Macrophages seeded at 3.2 × 104/well in a 384 well plate were stimulated with ±Vpx VLPs (670 pg RT) for 1 and 7 days. At the stated time points, macrophages were treated with a fourfold dilution series of either AZT (starting concentration 10 μmol/l), EFV (starting concentration 1 μmol/l) or RAL (starting concentration 1 μmol/l) for 30 minutes before being spinoculated with HIV-1 GFP –Vpx (MOI = 0.1) at 1,200 × g for 30 minutes at 4°C. At five dpi GFP positive cells were counted on the Deltavision (Applied Precision). The results were represented as percent suppression compared with the no drug control.

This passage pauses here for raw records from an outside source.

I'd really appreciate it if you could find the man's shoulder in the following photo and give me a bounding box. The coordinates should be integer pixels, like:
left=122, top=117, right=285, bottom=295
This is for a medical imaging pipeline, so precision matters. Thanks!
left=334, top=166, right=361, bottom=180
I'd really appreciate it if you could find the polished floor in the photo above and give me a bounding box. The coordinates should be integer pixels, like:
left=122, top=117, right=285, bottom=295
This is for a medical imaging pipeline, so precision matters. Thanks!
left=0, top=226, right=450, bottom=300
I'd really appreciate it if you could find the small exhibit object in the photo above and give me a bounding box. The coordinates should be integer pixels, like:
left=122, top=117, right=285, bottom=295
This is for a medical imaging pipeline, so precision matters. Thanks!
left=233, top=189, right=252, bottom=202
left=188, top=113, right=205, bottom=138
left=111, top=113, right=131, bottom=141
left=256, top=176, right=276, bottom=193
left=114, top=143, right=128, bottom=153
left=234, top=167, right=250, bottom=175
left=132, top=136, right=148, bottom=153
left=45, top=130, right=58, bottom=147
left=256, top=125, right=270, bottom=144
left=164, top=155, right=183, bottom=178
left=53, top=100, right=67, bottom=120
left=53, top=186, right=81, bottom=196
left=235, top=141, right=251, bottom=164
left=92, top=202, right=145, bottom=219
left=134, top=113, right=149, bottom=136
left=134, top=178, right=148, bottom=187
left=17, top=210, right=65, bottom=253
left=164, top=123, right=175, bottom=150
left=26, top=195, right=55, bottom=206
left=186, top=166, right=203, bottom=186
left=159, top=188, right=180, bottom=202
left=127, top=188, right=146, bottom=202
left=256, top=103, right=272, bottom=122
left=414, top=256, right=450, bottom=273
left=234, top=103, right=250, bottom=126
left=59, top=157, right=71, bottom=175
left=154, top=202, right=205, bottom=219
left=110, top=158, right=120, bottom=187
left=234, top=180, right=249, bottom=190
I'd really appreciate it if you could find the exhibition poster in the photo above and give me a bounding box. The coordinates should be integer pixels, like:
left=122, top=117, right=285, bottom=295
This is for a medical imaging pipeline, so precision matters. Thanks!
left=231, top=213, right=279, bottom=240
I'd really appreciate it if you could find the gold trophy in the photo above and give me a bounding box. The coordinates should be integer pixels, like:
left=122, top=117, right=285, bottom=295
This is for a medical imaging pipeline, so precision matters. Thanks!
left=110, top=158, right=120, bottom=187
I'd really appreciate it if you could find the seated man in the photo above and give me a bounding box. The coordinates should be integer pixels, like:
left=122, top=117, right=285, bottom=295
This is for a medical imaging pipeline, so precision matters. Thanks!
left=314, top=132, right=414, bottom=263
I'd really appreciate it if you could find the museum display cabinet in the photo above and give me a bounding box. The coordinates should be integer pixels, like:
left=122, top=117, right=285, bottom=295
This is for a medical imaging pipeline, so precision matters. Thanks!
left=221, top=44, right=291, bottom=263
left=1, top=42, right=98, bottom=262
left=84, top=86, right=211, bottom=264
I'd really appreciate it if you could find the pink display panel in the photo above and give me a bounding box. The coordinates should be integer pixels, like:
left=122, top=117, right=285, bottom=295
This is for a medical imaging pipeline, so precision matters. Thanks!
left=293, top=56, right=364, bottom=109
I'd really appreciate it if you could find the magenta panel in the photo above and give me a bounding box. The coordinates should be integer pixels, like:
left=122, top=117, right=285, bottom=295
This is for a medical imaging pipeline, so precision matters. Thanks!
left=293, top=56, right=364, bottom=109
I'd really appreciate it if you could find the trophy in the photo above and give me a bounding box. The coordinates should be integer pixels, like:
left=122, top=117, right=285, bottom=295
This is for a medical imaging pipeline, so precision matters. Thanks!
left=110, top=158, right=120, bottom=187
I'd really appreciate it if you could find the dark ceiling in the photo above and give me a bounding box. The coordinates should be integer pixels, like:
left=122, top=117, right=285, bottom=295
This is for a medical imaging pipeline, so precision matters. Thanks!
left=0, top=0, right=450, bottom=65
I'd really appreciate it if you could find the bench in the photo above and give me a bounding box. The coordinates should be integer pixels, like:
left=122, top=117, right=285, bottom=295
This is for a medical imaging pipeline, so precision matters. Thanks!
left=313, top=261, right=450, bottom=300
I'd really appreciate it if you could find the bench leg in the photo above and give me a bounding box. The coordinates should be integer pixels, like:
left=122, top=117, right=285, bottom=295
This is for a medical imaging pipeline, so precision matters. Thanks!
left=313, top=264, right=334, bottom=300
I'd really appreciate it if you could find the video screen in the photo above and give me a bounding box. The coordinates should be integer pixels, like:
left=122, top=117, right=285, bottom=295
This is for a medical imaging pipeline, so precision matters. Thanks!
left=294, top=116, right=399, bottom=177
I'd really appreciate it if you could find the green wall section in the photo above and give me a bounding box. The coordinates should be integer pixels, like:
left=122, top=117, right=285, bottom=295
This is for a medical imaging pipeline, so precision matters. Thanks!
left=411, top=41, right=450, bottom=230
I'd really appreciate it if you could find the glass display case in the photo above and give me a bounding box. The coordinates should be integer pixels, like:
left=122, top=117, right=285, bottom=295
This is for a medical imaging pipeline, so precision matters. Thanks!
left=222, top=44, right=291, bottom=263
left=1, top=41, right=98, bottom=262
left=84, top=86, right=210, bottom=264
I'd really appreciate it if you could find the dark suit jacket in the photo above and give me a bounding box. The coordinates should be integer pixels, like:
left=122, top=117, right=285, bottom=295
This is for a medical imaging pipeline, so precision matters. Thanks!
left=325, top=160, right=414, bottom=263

High-throughput microscopy

Macrophages were seeded at 3.2 × 104/well in a 384 well plate and transduced at MOI 0.2 with anti-HIV-1 gene therapy vectors packaged with or without Vpx through spinoculation at 1,200 × g for 30 minutes at 4°C. At 7 or 14 days post-transduction the macrophages were infected with R5 BaL at three MOIs; 0.02, 0.1, and 0.2. At 7 dpi macrophages were fixed with 4% paraformaldehyde (PFA) (Sigma Aldrich) for 20 minutes at RT and then neutralized with 50 mmol/l NH4Cl (Sigma Aldrich) for 3 minutes. Cells were permeabilized with 0.05% Triton-X (Sigma Aldrich) for 1 minute at RT and blocked for 20 minutes in 10% goat serum. Macrophages were stained with the monoclonal antibodies p17 (ATCC; clone MH-SVM33C9) and p24 (Obtained from Bryan R Cullen through NIH AIDS Reagent Program, Division of AIDS, NIAID, NIH: pWT/BaL (Catalogue No. 1141469). The secondary antibody used was goat antimouse Alexa Fluor 647 (IgG H + L; Highly cross-absorbed; Invitrogen) All washes were performed in PBS supplemented with 1% fish skin gelatin (Sigma) and 0.02% saponin (Sigma Aldrich). The macrophages were counterstained with 4,6-diamidino-2-2-phenylindole (DAPI) (ThermoFisher, MA) before being visualized on the Cytell Cell Imaging System (GE Healthcare, Buckinghamshire, UK). The resulting images were transformed into a.XDCE file before being analysed by IN Cell Investigator software (GE Healthcare) to enumerate the total number of cells, transduced cells, and infected cells. A linkage protocol was used to determine the number of transduced cells that were also infected. A nonparametric analysis of variance (ANOVA) (Friedman test) was performed for all data sets along with a Dunn’s multiple comparisons test.